Вы увидите ее также в иной день, два-три года спустя, поющей в одной квартирке на рю Жорж-Санд для тесного круга поклонников, -- смотрите, глаза ее чуть сужаются, поющая улыбка тает, это муж, задержанный улаживаньем последних деталей одного подручного дельца, проскальзывает в залу и с мягким укором отвергает попытку седого полковника уступить ему место; и сквозь бессознательные рулады, изливаемые в десятитысячный раз, она (слегка близорукая, как Анна Каренина) вглядывается в мужа, пытаясь различить некие знаки, и вот, когда та, наконец, потонула, и уплыли расписные челны, и последний предательский круг на поверхности Волги-реки (округ Самара) расточился в унылой вечности, -- ибо эту песню она всегда пела последней, -муж подошел к ней и голосом, которого не могли заглушить никакие хлопки человеческих рук, произнес:
-- Маша, завтра уж дерево срубят!
Пустячок насчет дерева был единственной актерской шалостью, которую Голубков позволил себе за все время своей мирной, по-голубиному серой карьеры. Мы простим ему эту несдержанность, если припомним, что речь шла о последнем из генералов, стоявших у него на пути, и что события следующего дня автоматически приводили его к избранию. Последнее время их друзья ласково подшучивали (птичка русского юмора легко насыщается крошками) над забавной распрей двух больших детей: она вздорно настаивала, чтобы срубили разросшийся старый тополь, затемнявший окно ее студии в их летнем пригородном домике, а он уверял, что этот стойкий старик -- среди ее поклонников самый цветущий (уморительно, правда?) и хотя бы поэтому следует его пощадить.
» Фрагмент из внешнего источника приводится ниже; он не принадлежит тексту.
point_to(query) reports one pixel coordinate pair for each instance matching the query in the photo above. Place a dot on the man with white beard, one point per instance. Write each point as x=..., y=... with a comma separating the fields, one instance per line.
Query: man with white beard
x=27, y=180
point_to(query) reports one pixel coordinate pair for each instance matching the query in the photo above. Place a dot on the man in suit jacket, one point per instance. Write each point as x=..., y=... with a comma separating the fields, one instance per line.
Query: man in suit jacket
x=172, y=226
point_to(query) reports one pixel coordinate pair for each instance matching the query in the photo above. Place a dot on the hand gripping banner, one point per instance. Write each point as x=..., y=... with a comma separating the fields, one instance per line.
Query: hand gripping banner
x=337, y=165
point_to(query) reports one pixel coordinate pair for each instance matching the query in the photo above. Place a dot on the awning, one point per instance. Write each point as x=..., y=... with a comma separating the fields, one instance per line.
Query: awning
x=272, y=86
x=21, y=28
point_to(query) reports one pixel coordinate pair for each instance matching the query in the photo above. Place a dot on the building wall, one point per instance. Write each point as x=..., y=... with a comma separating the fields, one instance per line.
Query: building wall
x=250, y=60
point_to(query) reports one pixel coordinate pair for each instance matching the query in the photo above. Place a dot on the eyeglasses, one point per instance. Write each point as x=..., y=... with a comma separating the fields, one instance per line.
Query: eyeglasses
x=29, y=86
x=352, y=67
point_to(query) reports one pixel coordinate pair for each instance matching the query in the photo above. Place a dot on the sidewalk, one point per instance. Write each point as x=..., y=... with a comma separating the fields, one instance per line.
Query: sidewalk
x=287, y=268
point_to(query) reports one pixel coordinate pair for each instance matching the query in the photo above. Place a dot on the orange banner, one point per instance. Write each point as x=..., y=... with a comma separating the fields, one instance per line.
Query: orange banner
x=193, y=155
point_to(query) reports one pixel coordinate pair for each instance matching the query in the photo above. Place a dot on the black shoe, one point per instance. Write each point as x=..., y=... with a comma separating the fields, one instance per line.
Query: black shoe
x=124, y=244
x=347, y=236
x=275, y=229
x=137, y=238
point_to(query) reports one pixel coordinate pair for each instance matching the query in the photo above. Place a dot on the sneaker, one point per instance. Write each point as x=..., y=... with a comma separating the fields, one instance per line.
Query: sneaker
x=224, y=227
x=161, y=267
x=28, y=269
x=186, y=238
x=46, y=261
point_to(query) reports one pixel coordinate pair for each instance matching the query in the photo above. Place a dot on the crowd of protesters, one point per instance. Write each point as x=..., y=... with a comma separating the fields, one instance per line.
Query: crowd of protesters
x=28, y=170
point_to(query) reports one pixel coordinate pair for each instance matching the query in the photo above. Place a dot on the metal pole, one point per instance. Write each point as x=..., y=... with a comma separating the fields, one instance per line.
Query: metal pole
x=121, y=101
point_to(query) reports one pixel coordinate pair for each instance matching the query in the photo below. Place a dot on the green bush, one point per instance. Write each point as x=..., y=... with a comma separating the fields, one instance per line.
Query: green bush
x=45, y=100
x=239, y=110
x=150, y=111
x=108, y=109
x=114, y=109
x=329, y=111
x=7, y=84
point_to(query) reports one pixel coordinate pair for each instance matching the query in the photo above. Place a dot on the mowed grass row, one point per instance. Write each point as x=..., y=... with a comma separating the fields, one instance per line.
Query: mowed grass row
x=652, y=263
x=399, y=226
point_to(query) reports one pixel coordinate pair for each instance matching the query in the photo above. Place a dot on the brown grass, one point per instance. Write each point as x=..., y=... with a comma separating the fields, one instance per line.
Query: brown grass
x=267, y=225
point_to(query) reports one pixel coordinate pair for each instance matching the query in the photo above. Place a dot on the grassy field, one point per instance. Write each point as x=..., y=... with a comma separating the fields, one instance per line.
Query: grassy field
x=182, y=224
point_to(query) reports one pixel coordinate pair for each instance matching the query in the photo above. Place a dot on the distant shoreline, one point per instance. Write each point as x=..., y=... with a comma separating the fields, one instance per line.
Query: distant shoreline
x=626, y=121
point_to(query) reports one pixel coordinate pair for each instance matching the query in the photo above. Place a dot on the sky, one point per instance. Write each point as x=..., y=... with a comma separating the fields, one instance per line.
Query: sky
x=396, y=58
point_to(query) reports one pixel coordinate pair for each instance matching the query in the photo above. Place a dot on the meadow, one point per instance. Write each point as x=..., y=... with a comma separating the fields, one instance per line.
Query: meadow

Отметим еще грубовато-добродушную дородную даму в горностаевом палантине, корящую галантного генерала за слишком поспешную капитуляцию, и сияющую улыбку Славской, раскрывшей холодные, словно студень, объятия.
Назавтра, под вечер, генерал Голубков проводил жену к портнихе, посидел там несколько времени, читая "Paris-Soir", а затем был ею отправлен за платьем, которое она собиралась расставить, да запамятовала прихватить. Через уместные промежутки времени она сносно изображала телефонные переговоры с домом, громогласно направляя мужнины поиски. Армянка-портниха и белошвейка, маленькая княгиня Туманова, немало потешались в смежной комнате над разнообразием ее деревенской божбы (помогавшей не пересушить роль, для импровизирования которой одного лишь воображения ей не хватало). Это сшитое на живую нитку алиби предназначалось не для латания прошлого на случай, если вдруг что-то не сладится, -- ибо "не сладиться" ничего не могло; а просто должно было снабдить человека, итак стоявшего вне любых подозрений, рутинным отчетом о его передвижениях, если кому-либо приспичит вдруг выяснять, кто видел генерала Федченко последним. Перерыв достаточное количество воображаемых гардеробов, Голубков объявился с платьем (разумеется, давно лежавшим в машине). Пока жена продолжала примерку, он успел дочитать газету.
5
Тридцати пяти, примерно, минут его отсутствия хватило с лихвой. Около того времени, когда она принялась дурачиться с молчащим вмертвую телефоном, он, уже подобрав генерала на пустынном углу, вез его на выдуманное свидание, заблаговременно обставленное так, чтобы сделать его таинственность натуральной, а участие в нем -- непременным долгом. Через несколько минут, он заглушил мотор, и оба вылезли из машины.
-- Это не та улица, -- сказал генерал Федченко.
-- Не та, -- сказал генерал Голубков, -- но машину лучше оставить здесь. Не нужно, чтобы она маячила перед кафе. Мы пройдем этой улочкой, тут рядом.